Young Hitler: The Making of the Führer by Paul Ham is 95% a great book. It tells the tale of Adolph Hitler from his earliest time up through the publication of his manifesto, Mien Kampf. Ham takes an even-handed look at the young Hitler. He delves into what made Hitler normal. He loved his mother. He took care of a stray dog found in the trenches of World War I. So what went wrong?

Ham glosses over the fact that Hitler was a Democratic Socialist that simply got too much power before he became a dictatorial fascist. That is where the 5% bad comes in.
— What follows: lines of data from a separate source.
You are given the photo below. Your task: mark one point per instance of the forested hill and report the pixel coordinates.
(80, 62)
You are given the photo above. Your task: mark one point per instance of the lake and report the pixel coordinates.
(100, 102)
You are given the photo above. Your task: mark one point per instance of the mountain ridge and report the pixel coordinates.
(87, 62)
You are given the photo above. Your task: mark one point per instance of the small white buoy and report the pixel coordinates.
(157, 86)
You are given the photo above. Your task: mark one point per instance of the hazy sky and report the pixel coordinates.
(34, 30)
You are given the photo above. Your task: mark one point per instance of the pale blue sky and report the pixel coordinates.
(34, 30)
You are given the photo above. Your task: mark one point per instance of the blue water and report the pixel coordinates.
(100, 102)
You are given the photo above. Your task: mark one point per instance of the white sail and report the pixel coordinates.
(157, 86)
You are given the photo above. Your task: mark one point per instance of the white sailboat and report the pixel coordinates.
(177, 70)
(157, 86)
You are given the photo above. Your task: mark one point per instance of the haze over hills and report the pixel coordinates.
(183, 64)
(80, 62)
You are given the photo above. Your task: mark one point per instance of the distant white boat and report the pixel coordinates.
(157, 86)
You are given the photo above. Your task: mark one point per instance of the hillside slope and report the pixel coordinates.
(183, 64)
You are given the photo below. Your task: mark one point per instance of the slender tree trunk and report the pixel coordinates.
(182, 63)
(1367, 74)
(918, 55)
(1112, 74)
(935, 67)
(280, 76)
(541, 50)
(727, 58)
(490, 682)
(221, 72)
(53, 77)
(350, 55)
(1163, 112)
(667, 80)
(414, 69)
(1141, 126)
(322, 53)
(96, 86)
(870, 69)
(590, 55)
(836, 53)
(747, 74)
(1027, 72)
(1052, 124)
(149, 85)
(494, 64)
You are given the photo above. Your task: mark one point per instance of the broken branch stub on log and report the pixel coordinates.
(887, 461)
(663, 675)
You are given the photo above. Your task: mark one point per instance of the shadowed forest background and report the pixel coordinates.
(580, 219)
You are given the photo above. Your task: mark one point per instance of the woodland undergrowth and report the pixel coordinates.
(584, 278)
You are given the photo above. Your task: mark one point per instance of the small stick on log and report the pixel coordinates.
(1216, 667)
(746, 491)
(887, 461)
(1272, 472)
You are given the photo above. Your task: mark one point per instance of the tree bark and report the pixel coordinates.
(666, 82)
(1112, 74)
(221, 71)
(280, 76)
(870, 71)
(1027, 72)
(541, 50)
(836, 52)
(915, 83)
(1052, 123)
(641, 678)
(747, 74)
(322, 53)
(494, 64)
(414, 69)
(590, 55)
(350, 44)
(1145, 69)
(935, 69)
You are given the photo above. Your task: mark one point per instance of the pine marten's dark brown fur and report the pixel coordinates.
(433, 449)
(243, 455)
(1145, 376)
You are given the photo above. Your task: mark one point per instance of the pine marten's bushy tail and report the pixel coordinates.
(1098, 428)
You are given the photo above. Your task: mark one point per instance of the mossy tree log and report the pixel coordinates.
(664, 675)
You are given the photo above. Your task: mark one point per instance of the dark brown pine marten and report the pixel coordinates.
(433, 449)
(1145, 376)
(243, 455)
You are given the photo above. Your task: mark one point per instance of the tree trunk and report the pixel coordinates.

The last chapter and epilogue read as if they were written by someone completely different.

This book that so expertly weaves a tale based on facts, letters, news account and even Nazi propaganda, switched gear into a Trump-bashing hit piece right at the end. It was jarring as a reader to be taken from what felt like an unbiased historical non-fiction tale into a vitriolic opinion story. His reference to Hitler’s desire to “Make the Fatherland Great Again” was just the first tease that Ham was going off-script and into opinion.

As he describes some of Hitler’s beliefs spelled out in Mien Kampf, he starts to explain what is wrong with the reasoning. Ham actually spends time to walk us through the fallacies of Hitler’s thoughts. It at this time, that the book begins to insult the reader’s intelligence. Thank you sooooo much, Mr Ham for explaining to me that Hitler is a bad guy. I am so glad I had you here to clear up that confusion for me.  Tying Hitler to Trump really helps me see why he is a bad guy too… said no one ever.

Ignore the Epilogue and the last chapter and you have yourself a very good book. With them, you have just more propaganda… coincidentally from the same political ideology that helped Hitler rise to power.